Just a few weeks after the Forbes’ story, I received some new issues of magazines in the mail (yes, we actually still receive snail mail!) to which our family subscribes. These issues show the real future of innovators in our country: hold up Entrepreneur Magazine (Oct-Nov. 2019 issue: 100 Powerful Women) and Inc. (October 2019 issue, 100 Female Founders).
This conversation in the public sphere made me realize that we must do more here at William Smith to feed that pipeline so that the future issues of Forbes magazine’s “Top 100 Innovators” list has many more women! And, we are doing that here at the Colleges. Our outstanding Entrepreneurial Studies program is almost 1/3 WS students now and growing, according to our own Professor Talmage who joins us tonight. In fact, he and the Entrepreneurial Studies program hosted a special event last night to encourage WS students to enroll in the ENTR courses and to consider this minor as well. We can indeed increase the pipeline, and for this Founder’s Day, we pay special tribute to the long history and current successes of William Smith alums who are creators, innovators and trailblazers.

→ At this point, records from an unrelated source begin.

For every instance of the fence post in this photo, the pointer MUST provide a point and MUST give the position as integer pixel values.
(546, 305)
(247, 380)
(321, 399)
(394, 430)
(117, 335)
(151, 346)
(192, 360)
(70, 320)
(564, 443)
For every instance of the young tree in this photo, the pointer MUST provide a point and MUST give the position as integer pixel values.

And, this leads me to my introduction of our next speaker: we are very fortunate to have an innovative leader with us, a person who is indeed blazing a trail right here at the Colleges as our first female president of Hobart and William Smith. She is a well-known scholar in Economics and a deep and careful thinker. I was reading an article recently on the most important characteristics of successful leaders and recognized our new president in this list: She is highly intelligent (watch her Inauguration speech, if you were not there in October) and a person of character and personal integrity. She has a high energy level and seems to genuinely enjoy getting to know others. And, most importantly, as the article about noted: she has a vision and a wonderful sense of humor! Please join me in a very warm welcome for our own President Joyce Jacobsen.